Before I started writing my newest novel "Hero of Fire", I took a few weeks to build a world where Djinn live. I first researched all the classical sources on Djinn including: Arabian Nights, the Talmud, and the Koran. Piers Anthony did a great piece called "Hasan" that I also re-read. I mixed in several non-ficition pieces about the modern day Middle East. There were several odd, unexplained passages in several of the prime source materials that I decided to leverage in with my world.
I decide to predicate everything on one wild theory: Djinn are crystaline-based intelligences, rather than organic carbon. This makes them almost immortal as long as their core-stone isn't accidentally shattered. It also explains why a Sahir with a ruby or fire-opal ring controls the Djinn servant--if he possesses the core, he can threaten to destroy the Djinn.
Then I take this assumption to natural extensions and fit it into the known lore.

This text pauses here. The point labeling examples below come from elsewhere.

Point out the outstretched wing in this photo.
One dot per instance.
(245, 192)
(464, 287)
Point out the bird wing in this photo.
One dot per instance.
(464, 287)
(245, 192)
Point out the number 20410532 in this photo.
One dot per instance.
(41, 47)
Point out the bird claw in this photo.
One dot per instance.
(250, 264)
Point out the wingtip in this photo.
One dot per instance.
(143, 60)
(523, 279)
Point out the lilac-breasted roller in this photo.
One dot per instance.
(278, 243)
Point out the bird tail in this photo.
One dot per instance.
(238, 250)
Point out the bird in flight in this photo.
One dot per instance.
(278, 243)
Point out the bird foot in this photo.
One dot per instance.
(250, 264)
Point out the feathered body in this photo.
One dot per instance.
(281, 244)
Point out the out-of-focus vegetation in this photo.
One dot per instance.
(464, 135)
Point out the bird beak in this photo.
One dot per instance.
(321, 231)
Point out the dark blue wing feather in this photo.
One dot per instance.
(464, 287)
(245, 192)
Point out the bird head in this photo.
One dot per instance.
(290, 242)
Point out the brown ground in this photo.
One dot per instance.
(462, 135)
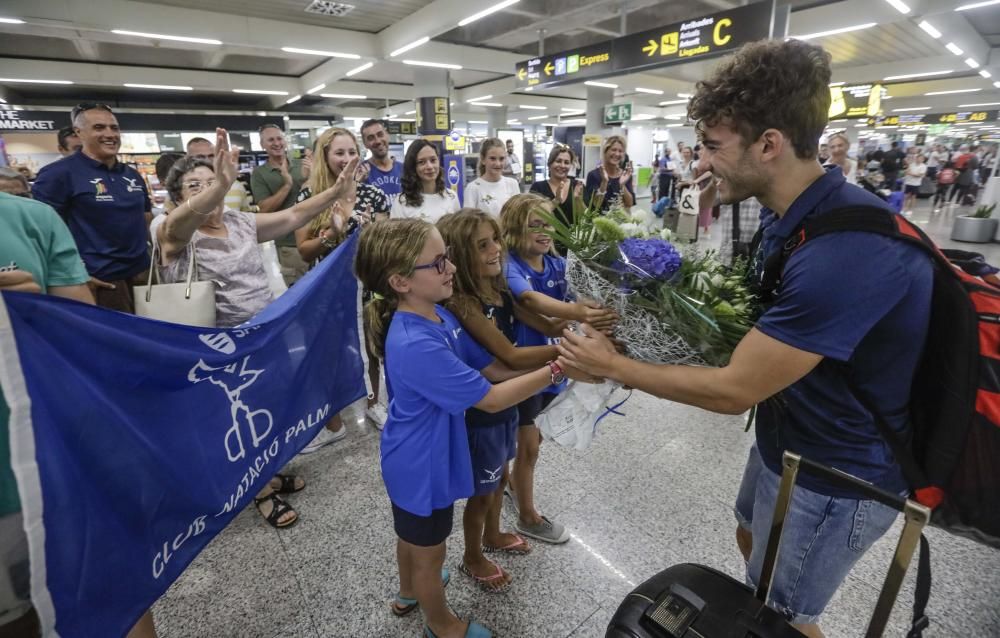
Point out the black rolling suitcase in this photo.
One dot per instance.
(694, 601)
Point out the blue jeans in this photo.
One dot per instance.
(823, 538)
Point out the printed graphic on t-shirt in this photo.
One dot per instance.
(101, 190)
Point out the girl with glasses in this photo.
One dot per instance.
(536, 275)
(484, 306)
(434, 373)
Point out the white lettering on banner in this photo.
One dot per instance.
(308, 423)
(163, 556)
(257, 422)
(250, 477)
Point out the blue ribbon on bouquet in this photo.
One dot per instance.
(613, 410)
(135, 442)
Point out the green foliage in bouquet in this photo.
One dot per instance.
(707, 304)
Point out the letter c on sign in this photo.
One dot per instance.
(717, 36)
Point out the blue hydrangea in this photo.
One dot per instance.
(653, 257)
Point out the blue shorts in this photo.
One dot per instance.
(425, 531)
(822, 539)
(491, 446)
(529, 409)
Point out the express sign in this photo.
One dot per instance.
(673, 44)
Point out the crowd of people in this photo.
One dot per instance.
(466, 308)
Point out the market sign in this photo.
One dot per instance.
(857, 101)
(918, 119)
(29, 121)
(676, 43)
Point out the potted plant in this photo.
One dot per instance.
(979, 227)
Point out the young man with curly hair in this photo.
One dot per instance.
(850, 310)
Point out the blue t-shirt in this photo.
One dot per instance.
(863, 302)
(105, 210)
(551, 281)
(502, 318)
(389, 181)
(432, 376)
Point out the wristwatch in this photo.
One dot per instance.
(558, 376)
(327, 242)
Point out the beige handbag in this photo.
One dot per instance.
(190, 303)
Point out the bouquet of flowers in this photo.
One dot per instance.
(676, 305)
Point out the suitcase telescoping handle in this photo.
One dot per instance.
(915, 517)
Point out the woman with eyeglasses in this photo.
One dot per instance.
(611, 182)
(563, 189)
(424, 195)
(225, 242)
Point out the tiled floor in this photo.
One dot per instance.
(655, 489)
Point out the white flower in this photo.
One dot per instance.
(642, 217)
(630, 229)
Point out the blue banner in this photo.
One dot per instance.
(135, 442)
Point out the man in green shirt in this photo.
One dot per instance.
(37, 254)
(275, 185)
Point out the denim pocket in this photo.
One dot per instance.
(857, 542)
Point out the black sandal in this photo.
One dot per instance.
(278, 509)
(287, 484)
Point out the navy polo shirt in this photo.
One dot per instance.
(863, 302)
(105, 210)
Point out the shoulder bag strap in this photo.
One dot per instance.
(154, 265)
(192, 266)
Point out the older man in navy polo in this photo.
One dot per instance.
(106, 205)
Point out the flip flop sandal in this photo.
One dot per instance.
(519, 547)
(287, 484)
(402, 606)
(484, 582)
(278, 509)
(475, 630)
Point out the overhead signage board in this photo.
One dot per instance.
(937, 119)
(617, 113)
(570, 66)
(695, 39)
(856, 102)
(676, 43)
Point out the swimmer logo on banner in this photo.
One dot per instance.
(130, 462)
(676, 43)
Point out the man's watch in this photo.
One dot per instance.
(558, 375)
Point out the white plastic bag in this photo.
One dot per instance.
(571, 419)
(272, 267)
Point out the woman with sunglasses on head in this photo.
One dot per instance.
(424, 195)
(225, 244)
(612, 180)
(339, 148)
(565, 191)
(435, 373)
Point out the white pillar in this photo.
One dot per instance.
(597, 98)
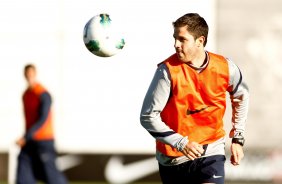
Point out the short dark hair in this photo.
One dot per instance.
(196, 25)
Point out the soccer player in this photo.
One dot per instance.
(184, 107)
(36, 160)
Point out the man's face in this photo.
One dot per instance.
(30, 76)
(185, 44)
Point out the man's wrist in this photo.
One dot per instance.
(239, 139)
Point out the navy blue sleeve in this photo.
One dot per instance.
(44, 108)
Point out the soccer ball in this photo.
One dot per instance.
(101, 37)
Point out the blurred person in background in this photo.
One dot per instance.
(37, 158)
(185, 104)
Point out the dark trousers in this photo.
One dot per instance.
(36, 162)
(202, 170)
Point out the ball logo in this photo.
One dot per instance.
(101, 37)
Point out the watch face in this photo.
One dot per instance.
(240, 141)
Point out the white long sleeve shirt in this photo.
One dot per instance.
(158, 95)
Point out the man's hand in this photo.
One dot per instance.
(21, 142)
(193, 150)
(236, 154)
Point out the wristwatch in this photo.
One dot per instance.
(239, 139)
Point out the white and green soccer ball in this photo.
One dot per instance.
(101, 37)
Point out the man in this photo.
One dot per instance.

+ They must keep bargains because they are written into the information in their core. Any Djinn children would have a copy of this information, making covenants and grudges generational.
+ There can be Djinn analogues to almost every form of life: bacteria, plants, insects, fish, birds, mammals, etc.

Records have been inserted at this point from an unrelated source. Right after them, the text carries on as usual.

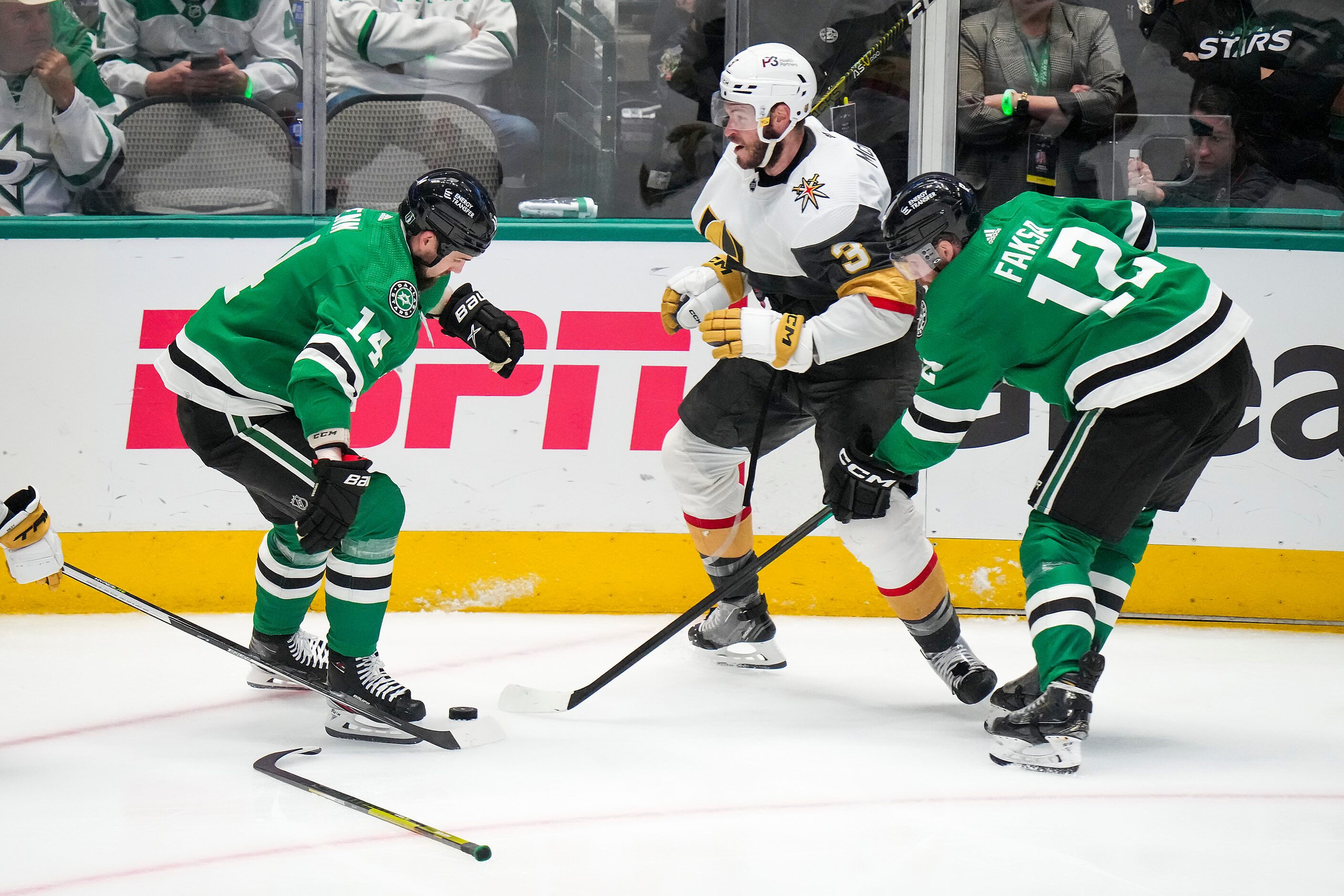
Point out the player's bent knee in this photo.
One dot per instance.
(893, 547)
(1049, 543)
(378, 521)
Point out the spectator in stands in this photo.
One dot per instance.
(55, 115)
(1226, 168)
(1061, 69)
(415, 47)
(193, 49)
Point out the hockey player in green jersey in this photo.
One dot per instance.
(268, 374)
(1143, 354)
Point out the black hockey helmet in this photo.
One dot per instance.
(455, 208)
(922, 211)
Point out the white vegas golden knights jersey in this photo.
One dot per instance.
(810, 241)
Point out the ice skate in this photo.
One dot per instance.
(740, 636)
(1015, 695)
(1047, 734)
(366, 677)
(300, 653)
(969, 679)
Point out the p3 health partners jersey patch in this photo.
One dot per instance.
(404, 297)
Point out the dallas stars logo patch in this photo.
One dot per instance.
(810, 191)
(404, 297)
(19, 166)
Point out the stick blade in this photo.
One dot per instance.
(521, 699)
(476, 732)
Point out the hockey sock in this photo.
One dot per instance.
(287, 582)
(723, 569)
(1113, 574)
(1061, 608)
(938, 630)
(358, 589)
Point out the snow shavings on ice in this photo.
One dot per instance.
(492, 593)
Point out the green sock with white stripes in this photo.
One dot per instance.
(358, 589)
(287, 582)
(1061, 609)
(1113, 573)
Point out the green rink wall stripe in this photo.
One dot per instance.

+ They generally have more inborn information/languages/historical knowledge than humans but don't bother with reading or school.
Let's start with one Djinn tribe and show how we can rewrite the rules behind the scenes using this secret key. I begin with the most shunned and "evil" tribe--the Ghul (or ghouls). The legends say they don't change forms, but appear as human males. Ghul lurk/dig in graveyards or ambush lone travelers for a snack. Other Djinn disdain them.
The angle: remember the crystal lump from Harry Potter that could cure any poison: the Persian bezoar? Goats and even prehistoric animals had them riding inside. What if the bezoar were the Ghul? What if it takes over the bodies of recently the dead? If someone dying of poison took one, the bezoar could miraculously "heal" him by having him possessed. If their host is too damaged, they need to dig up or "find" a new corpse to inhabit. This technique for interacting would explain the animosity most tribes feel for the Ghul. Those with religious objections or insufficient skill could take over animals. This subtribe is known as the Hinn and would explain why Solomon could speak to birds and use them as spies. It also explains odd passages in the Talmud where a bird or snake touching an unusual diamond becomes intelligent and carries it away.
Does history fit? Add in fears of being buried alive, zombie tales, vampire stories, and Elvis sightings and we have a consistent framework. The health craze in the 1800s of grinding bezoars to dust would have driven them to near extinction. Guns were a horrible invention because they could decimate a host and possibly shatter the stone by accident. Plagues were a good business for the Ghul. I could see Napoleon's return from Elba being a Ghul--he was poisoned a lot. Their culture probably had to adopt rules about taking over famous people and leaving evidence.
Then I pick a concrete Ghul character and tell history from his point of view. My female lead became the former spy Mata Hari. Researching the woman, her life changes radically from a Java military housewife to a stripper with a made up past--shortly after her family was poisoned by a rival of her husband. In the 1950s, her head disappeared from the museum--because it was medical evidence. Reborn in that era, she would have taken over someone with the face of a starlet; however, she'd still have the same French accent and her eyes would seem similar in photographs.
I can easily spend 30 chapters viewing the world through this skewed lens and challenging my male main character.